Refactor matrix operation interfaces (eigen-decompisition, matrix-matrix multiplication) #442

vtripath65 · 2026-01-12T20:51:01Z

CUDA_DIAG function was being called to perform symmetric orthogonalization and diagonalization. The function handled both fock matrix and overlap matrix. In case of overlap matrix diagonalization, an identity matrix is used as transformation matrix as overlap matrix should not be orthogonalized.

This PR fixes the issue by splitting CUDA_DIAG into CUDA_DIAG and Fock_DIAG, where CUDA_DIAG is called only for diagonalization of matrices and Fock_DIAG is called if matrix needs to be orthogonalized and then diagonalized. Fock_DIAG calls CUDA_DIAG for diagonalization.

This PR also prepares us for a shift to canonical orthogonalization for handling near-linear dependency in AOs.

agoetz

Some things to check.
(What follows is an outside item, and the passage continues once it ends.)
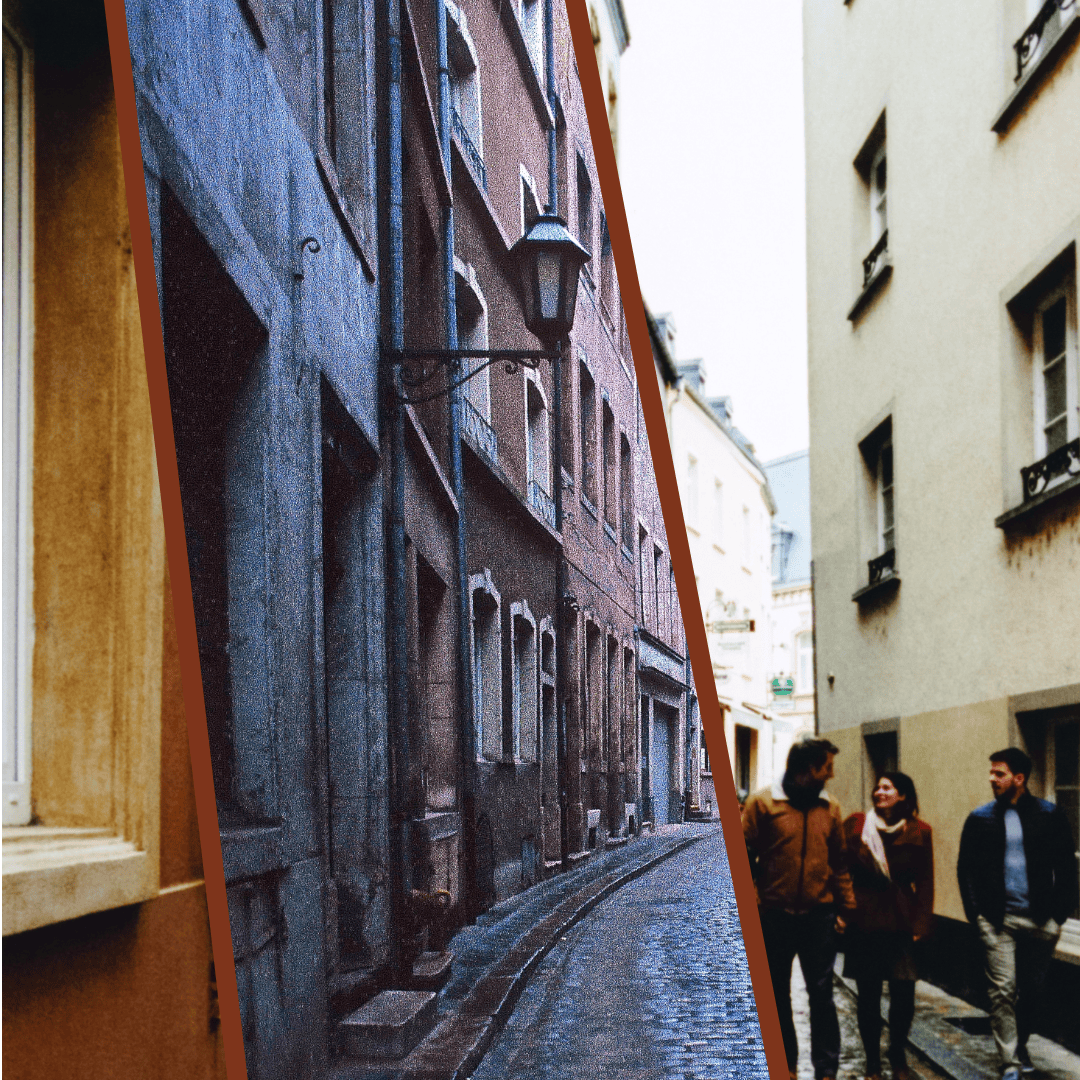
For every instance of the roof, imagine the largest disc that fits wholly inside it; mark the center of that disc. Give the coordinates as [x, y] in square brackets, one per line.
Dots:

And improvements to be made.

agoetz · 2026-01-16T00:31:42Z

src/modules/quick_scf_module.f90

-                quick_qm_struct%E, quick_qm_struct%idegen, &
-                quick_qm_struct%vec, quick_qm_struct%co, &
-                V2, nbasis)
+          call fock_diag(quick_qm_struct%o, quick_qm_struct%x, &


I think we should remove code duplication between HIP and CUDA here. We should either

have a function GPU_FOCK_DIAG which is defined as CUDA_FOCK_DIAG or HIP_FOCK_DIAG (similar to GPU_DGEMM)

or

use GPU_DGEMM (twice) and have a new function GPU_DIAG which is defined as cudaDIAG, rocDIAG, or magmaDIAG

We should have GPU_DIAG in any case. Option 1) from above would also simplify the code here.

MatDiag.f90 in subs directory is now called for diagonalization using both CPU and GPU.

This simplifies the code significantly.

agoetz · 2026-01-16T00:33:04Z

src/modules/quick_overlap_module.f90

@@ -243,8 +243,7 @@ subroutine fullx
   RECORD_TIME(timer_begin%T1eSD)

 #if defined(CUDA) || defined(CUDA_MPIV)


We should have a function GPU_DIAG similar to GPU_DGEMM

agoetz · 2026-01-16T00:33:32Z

src/gpu/cuda/cusolver/quick_cusolver.c

 {
-    int ka, kb;
+    cudaError_t err1, err2, err3;
    cublasStatus_t stat1, stat2, stat3;


Are we using stat1, stat2, stat3 any more?

No, we are not using the stats. Just checking the errors.

The fock_diag function does not exist anymore.

agoetz · 2026-01-16T00:34:40Z

src/gpu/cuda/cusolver/quick_cusolver.c

-    stat1=cublasSetMatrix(dim,dim,sizeof(devPtr_o[0]),o,dim,devPtr_o,dim);
-    stat2=cublasSetMatrix(dim,dim,sizeof(devPtr_x[0]),x,dim,devPtr_x,dim);
-    stat3=cublasSetMatrix(dim,dim,sizeof(devPtr_hold[0]),hold,dim,devPtr_hold,dim);
+    err1 = cudaMemcpy(devPtr_o, o, sizeof(double)*dim*dim, cudaMemcpyHostToDevice);


When replacing cublasSetMatrix with cudaMemcpy does this guarantee the same row/column order mapping (Fortran vs C)? I am not sure.

I am not sure how will I check this with our setup. All our matrices which are calling this routine are symmetric.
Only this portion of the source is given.